C-Plus, “Do What You Want (Gone)”

directed by Erick Lee

Filmmaker Lee is a local and gets kudos for this vid’s uptempo energy, which introduces the uninitiated to the local hip-hop talent that is C-Plus. he cruises through Chinatown—minus points for filming in San Fran and not Sacto, albeit sharp and exciting location shooting—and boasts a nice wardrobe of rims and kicks. Bonus points, too, for C-Plus repping 916 with a Lurk Hard sweater.

Death Grips, “Guillotine”

directed by Flatlander

This entire video takes place in the passenger seat of a car. And I dig that Ride, Death Grips’ emcee, wears his seat belt while rapping on this minimal, industrial-feeling bass music bruiser. And, at more than 225,000 views on YouTube, the vid’s simple charm apparently is quite magnetic—and also proof that unique artistic visions still can garner mass appeal.

Ganglians, “Jungle”

directed by Pete Dee

Dee isn’t a local, but the street-scene characterization in this Ganglians jangler truly captures Midtown’s janky appeal despite being a cartoonlike characterization. And, as a friend noted, who wouldn’t want to live inside that pizza box! It’s also another testament to simple pacing instead of fast-cutting, brain-melting edits.

Nome Nomadd, “Vicious”

direct by Jae Synth

This more-than-8-minute jam is like the “We Are the World” of the 916 hip-hop scene—but a bit longer, a bit more sinister and sans Huey Lewis. Anyway, director Jae Synth has arguably been more prolific than any video maker in Sac or beyond in 2011. Dude has something to prove, we guess; he’s doing it.

Pregnant, “Whiff of Father”

directed by Cinema Caldera

Everyone involved hails from Placerville, a burg of a different feather where it seems that it’s OK to tote your newborn daughter out to the woods and make her watch as you light her first doll house on fire. OK, we’re joking: This is a touching, superbly crafted vid, made extra memorable by musician Daniel Trudeau’s odd, fun hop-dancing.

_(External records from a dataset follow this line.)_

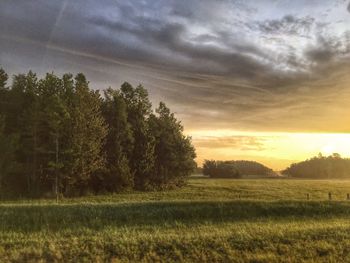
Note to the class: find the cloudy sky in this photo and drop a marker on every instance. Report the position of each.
(266, 80)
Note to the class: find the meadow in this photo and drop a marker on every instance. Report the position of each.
(209, 220)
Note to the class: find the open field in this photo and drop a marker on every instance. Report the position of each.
(208, 220)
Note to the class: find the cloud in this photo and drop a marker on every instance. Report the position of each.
(244, 143)
(289, 25)
(228, 64)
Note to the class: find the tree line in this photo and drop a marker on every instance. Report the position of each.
(234, 169)
(320, 167)
(57, 135)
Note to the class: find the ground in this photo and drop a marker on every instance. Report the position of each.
(209, 220)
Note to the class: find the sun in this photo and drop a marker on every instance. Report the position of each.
(328, 149)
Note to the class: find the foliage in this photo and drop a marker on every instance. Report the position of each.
(65, 139)
(326, 167)
(201, 222)
(234, 169)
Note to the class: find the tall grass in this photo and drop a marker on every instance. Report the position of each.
(207, 221)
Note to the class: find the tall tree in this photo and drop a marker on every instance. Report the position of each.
(174, 154)
(142, 157)
(88, 134)
(7, 155)
(119, 143)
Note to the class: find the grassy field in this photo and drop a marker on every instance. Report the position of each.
(221, 220)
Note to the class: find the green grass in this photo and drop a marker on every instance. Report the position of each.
(209, 220)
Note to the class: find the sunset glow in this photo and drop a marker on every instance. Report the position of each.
(266, 80)
(276, 149)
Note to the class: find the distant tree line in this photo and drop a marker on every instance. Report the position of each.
(320, 167)
(57, 135)
(234, 169)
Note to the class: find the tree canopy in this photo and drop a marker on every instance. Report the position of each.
(59, 136)
(234, 169)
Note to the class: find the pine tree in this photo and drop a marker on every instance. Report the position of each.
(174, 154)
(88, 134)
(119, 143)
(142, 156)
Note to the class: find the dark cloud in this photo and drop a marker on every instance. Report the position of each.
(219, 64)
(289, 24)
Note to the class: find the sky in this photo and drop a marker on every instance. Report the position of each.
(263, 80)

Raleigh Moncrief, “Let’s Take a Walk”

directed by Robby Moncrieff and Sean Stout

This entire video follows a Sacramento dude as he texts on his iPhone and walks the streets through Midtown and all the way to Old Sac. And we’re so glad somebody finally made a “text-and-walk gone bad” scenario flick—and prouder that it happened right here in town. Perhaps this could be re-cut into a public-service announcement?

Simpl3Jack, “Lizard Wash”

directed by Alfred Hernandez

This is the second video off of Simpl3Jack’s self-titled debut. What impresses us most about this teenaged trio’s punk vid is the Pee-Wee’s Playhouse look—but in a desert. Weird animals jumping out. Retro signage. We almost half expected Chairy to turn up.

Sister Crayon, “I’m Still The Same Person”

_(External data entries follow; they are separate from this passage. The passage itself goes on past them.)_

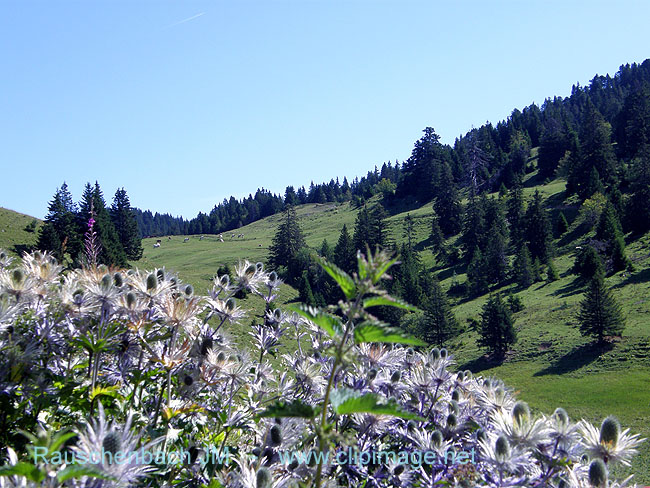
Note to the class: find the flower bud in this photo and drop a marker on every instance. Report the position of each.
(610, 430)
(502, 446)
(152, 282)
(598, 473)
(521, 412)
(263, 478)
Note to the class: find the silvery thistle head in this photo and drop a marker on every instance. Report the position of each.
(100, 437)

directed by Abram Pineda-Fischer

This black-and-white narrative boasts top cinematography and a pretty strange storyline. At first, we thought we were watching Lost Highway, but in slow-mo. And then it stayed on the confusing train: Who’s that girl with the stick? Why is Sister Crayon in hospital beds in some techno den? Now, after 10 views, we’ve figured it out (spoiler alert): Everyone dies at the end!

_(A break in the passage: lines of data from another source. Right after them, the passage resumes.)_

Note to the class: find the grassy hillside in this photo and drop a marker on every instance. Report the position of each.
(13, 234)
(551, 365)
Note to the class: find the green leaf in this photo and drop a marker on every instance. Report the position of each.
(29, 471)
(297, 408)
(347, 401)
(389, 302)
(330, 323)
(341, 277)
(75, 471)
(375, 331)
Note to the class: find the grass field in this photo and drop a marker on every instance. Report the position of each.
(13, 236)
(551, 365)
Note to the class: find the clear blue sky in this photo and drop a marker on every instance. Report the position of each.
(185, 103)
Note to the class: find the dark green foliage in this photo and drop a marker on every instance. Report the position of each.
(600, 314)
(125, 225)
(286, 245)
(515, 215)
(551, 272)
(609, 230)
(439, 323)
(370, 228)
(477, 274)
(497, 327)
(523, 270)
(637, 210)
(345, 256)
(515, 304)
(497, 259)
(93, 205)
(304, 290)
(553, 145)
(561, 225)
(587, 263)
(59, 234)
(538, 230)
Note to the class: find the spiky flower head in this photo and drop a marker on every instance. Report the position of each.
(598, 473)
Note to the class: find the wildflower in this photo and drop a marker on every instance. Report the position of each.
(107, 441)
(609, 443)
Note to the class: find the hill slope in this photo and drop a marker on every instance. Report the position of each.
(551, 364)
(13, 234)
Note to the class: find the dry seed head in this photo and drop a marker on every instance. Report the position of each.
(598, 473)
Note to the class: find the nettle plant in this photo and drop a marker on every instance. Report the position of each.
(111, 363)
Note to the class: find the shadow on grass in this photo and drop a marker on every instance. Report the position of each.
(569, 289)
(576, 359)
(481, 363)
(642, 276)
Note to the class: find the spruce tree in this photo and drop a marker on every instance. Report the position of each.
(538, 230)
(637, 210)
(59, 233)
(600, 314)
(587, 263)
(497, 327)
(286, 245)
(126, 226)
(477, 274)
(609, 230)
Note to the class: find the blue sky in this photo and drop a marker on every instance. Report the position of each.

Zach Hill, “The Sacto Smile”

directed by Sean Stout

We think everyone should watch this first thing when they get up in the morning. A quick recap: Nihilist 20-something goes on Midtown rampage, steals Trans-Am, spits in faces, torches the place, goes native—then gets a speeding ticket. Not to be cliché, but the liveliness and aggression of this vid will put a Sacto smile on your mug.